# Stepping round a circle



## savarin (Jun 24, 2021)

Ever since I was a kid in school too many years ago to mention I have never been able to accurately step the radius around a circle thus dividing it into 6 equal parts.
I have tried many times and used quality compasses and dividers all to no avail.
There is always a tiny discrepancy.
Is there a better more accurate method of subdividing up a circle?
I will have a go with a protractor and see if that gets better.


----------



## Mike_Mac (Jun 24, 2021)

It is because pie is 22/7 and not exactly 3. Therefore, the circumference is not 6 times the radius.


----------



## brino (Jun 24, 2021)

Mike_Mac said:


> It is because pie is 22/7 and not exactly 3. Therefore, the circumference is not 6 times the radius.



......well pi is really not 22/7......that's just another estimate!

-brino


----------



## savarin (Jun 24, 2021)

Technically it should work, every instruction states thats the method to use.
No matter how careful I have been it has never worked for me.
I will purchase a large protractor and mark it out on a large circle and then draw the smaller circle inside it.
That should work.
Just talking about it has given me the idea


----------



## KyleG (Jun 24, 2021)

Mike_Mac said:


> It is because pie is 22/7 and not exactly 3. Therefore, the circumference is not 6 times the radius.



He’s erecting six chords, which should perfectly divide the circle and land where he started.
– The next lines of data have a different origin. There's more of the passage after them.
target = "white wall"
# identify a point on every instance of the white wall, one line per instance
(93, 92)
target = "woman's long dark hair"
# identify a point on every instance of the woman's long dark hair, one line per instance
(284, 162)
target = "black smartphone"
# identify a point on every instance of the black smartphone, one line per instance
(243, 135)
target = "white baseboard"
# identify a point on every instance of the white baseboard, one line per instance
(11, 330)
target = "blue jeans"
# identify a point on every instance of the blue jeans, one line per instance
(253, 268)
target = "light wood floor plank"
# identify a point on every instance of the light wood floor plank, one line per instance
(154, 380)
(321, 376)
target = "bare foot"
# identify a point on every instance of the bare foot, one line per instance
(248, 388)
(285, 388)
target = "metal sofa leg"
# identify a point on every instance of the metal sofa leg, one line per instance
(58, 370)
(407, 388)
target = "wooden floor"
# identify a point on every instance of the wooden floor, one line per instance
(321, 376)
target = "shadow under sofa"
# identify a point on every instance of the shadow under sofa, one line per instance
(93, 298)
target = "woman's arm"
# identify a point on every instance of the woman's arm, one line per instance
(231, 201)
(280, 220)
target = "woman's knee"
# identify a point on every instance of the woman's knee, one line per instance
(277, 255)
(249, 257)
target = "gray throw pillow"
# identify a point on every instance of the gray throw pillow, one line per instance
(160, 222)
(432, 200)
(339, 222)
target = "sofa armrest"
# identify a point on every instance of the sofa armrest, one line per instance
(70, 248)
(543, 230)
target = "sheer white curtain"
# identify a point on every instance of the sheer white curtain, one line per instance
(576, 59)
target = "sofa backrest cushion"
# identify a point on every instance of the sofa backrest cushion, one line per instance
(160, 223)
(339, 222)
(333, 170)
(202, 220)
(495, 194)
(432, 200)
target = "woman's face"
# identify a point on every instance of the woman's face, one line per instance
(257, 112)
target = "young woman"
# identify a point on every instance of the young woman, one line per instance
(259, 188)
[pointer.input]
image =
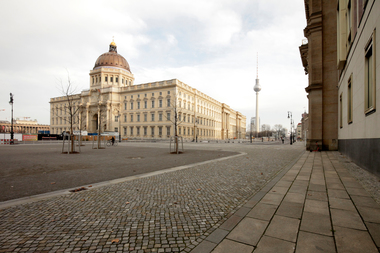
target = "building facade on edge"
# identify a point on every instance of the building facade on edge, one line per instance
(113, 103)
(344, 41)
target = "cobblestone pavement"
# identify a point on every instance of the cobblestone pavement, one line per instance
(168, 212)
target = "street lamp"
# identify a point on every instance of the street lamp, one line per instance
(11, 103)
(291, 126)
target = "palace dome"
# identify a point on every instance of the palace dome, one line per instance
(112, 59)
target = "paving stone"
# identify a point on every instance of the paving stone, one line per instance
(217, 236)
(295, 197)
(231, 222)
(353, 241)
(204, 247)
(370, 214)
(248, 231)
(290, 209)
(358, 192)
(374, 230)
(310, 243)
(228, 246)
(333, 193)
(283, 228)
(344, 204)
(269, 245)
(316, 206)
(316, 223)
(283, 183)
(364, 201)
(321, 196)
(347, 219)
(262, 211)
(272, 199)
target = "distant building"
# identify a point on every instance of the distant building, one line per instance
(23, 126)
(114, 103)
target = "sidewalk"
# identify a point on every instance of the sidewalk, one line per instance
(316, 206)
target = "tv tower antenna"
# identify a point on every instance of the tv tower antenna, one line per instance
(257, 89)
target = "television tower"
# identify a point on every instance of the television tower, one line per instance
(257, 89)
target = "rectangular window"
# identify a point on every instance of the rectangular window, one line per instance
(340, 111)
(349, 101)
(370, 76)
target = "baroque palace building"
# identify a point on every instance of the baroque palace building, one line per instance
(341, 59)
(114, 104)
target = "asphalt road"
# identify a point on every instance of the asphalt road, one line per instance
(27, 170)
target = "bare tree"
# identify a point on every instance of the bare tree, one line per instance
(70, 108)
(174, 105)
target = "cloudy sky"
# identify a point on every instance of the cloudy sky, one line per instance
(210, 45)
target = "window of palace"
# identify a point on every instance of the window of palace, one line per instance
(370, 76)
(349, 101)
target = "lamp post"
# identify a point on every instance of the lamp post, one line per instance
(290, 116)
(11, 103)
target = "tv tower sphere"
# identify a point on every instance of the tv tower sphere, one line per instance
(257, 87)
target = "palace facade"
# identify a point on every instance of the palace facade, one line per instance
(150, 111)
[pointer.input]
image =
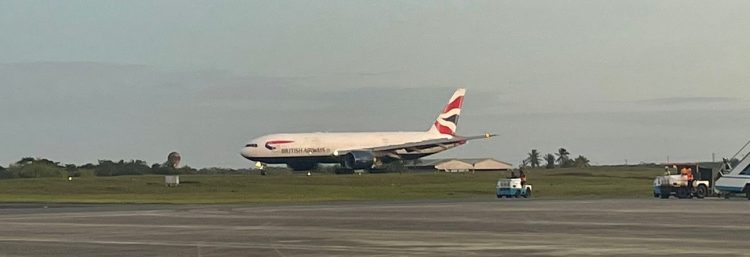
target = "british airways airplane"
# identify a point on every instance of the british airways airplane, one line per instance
(360, 150)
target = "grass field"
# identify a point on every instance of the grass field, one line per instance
(589, 183)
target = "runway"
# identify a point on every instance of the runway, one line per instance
(709, 227)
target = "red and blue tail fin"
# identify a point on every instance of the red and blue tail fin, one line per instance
(447, 121)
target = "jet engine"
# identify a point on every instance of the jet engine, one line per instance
(359, 160)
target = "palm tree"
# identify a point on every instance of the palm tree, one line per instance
(534, 158)
(562, 157)
(550, 159)
(582, 162)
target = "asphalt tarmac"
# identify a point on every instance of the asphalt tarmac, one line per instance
(708, 227)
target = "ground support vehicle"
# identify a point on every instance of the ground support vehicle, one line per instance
(512, 187)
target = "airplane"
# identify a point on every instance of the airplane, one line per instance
(360, 150)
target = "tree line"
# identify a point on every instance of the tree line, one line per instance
(39, 167)
(560, 159)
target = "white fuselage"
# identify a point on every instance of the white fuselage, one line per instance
(277, 148)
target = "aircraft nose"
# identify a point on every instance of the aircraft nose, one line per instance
(246, 152)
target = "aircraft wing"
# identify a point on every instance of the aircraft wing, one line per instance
(416, 146)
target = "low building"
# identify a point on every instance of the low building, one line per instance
(461, 165)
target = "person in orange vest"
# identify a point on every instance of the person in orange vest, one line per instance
(683, 173)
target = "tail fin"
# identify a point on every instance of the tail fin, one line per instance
(447, 121)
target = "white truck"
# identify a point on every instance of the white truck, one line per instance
(678, 185)
(512, 187)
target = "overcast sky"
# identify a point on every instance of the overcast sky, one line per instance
(612, 80)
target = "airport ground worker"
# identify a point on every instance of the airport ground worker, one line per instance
(683, 174)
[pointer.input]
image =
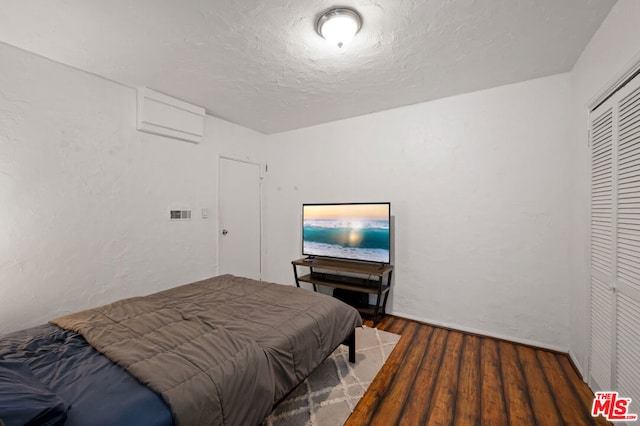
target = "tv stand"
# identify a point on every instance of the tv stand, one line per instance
(363, 277)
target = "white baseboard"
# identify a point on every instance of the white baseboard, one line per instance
(483, 332)
(578, 366)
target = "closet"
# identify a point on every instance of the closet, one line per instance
(614, 137)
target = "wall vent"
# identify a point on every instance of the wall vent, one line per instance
(179, 214)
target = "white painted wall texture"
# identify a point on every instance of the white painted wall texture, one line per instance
(84, 197)
(612, 51)
(479, 190)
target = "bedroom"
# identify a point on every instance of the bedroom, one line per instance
(489, 191)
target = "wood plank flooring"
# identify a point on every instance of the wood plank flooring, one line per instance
(437, 376)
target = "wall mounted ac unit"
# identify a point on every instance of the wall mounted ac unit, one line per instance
(163, 115)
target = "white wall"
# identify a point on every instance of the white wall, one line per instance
(479, 190)
(84, 197)
(612, 51)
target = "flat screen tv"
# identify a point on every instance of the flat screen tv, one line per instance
(353, 231)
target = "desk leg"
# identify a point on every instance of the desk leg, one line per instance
(351, 341)
(295, 275)
(377, 308)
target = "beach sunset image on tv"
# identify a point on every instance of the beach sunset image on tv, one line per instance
(347, 231)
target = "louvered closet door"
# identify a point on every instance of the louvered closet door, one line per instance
(615, 244)
(602, 244)
(627, 353)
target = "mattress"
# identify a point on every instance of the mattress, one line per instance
(220, 351)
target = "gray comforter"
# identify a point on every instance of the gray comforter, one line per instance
(220, 351)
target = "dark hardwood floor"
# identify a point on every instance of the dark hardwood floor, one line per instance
(437, 376)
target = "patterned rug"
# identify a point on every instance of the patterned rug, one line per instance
(331, 392)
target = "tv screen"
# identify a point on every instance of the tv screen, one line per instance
(356, 231)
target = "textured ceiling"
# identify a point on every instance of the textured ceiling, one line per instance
(261, 64)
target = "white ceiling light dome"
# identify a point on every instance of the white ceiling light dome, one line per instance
(339, 25)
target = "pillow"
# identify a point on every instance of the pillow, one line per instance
(24, 400)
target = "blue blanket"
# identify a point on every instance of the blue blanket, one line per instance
(96, 391)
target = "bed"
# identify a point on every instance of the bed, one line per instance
(221, 351)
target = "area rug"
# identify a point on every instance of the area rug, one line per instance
(331, 392)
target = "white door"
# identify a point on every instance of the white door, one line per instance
(239, 226)
(615, 244)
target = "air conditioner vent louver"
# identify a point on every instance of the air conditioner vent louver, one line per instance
(179, 214)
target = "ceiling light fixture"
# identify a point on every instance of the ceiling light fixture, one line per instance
(339, 25)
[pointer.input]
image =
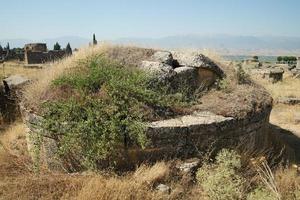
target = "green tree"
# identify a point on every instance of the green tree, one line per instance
(279, 58)
(56, 46)
(285, 58)
(68, 49)
(94, 39)
(7, 46)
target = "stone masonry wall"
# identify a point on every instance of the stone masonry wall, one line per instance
(181, 137)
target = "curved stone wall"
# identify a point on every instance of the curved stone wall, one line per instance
(181, 137)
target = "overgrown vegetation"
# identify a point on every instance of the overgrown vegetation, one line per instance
(220, 180)
(106, 112)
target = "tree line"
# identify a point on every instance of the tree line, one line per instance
(287, 59)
If he was wrapping around the circumference, then he would have the issue you’re describing.


----------



## KyleG (Jun 24, 2021)

Savarin, are you running into this issue at the drafting table or doing layout on metal? (Or some other situation?)


----------



## savarin (Jun 24, 2021)

Eventually on metal, just never got it to work on paper.
Sounds silly for something so fundamental.
I am assuming its a problem with the point of the dividers/compass wobbling


----------



## brino (Jun 24, 2021)

Charles,

Is this your normal sequence:




From Machinery's Handbook, 30th edition page 66.

-brino


----------



## savarin (Jun 24, 2021)

not quite, I draw the circle then step round with the radius.


----------



## Liljoebrshooter (Jun 24, 2021)

I found a chart for cordial factor on the net.  

Joe


----------



## brino (Jun 24, 2021)

Perhaps this method would at least split your error in two.
Rather than have the full error at the end you'd have two "half errors" split between two semi-circles.

-brino


----------



## savarin (Jun 24, 2021)

thats the way I usually go Brino and also eyeball it to make the error even smaller. But why do I find it so damn difficult to get it spot on..
All of this is to mark out a bunch of holes for the the focusser units for the bino so they track perfectly in use. (more on this in the bino thread later)


----------



## Iceberg86300 (Jun 24, 2021)

savarin said:


> thats the way I usually go Brino and also eyeball it to make the error even smaller. But why do I find it so damn difficult to get it spot on..
> All of this is to mark out a bunch of holes for the the focusser units for the bino so they track perfectly in use. (more on this in the bino thread later)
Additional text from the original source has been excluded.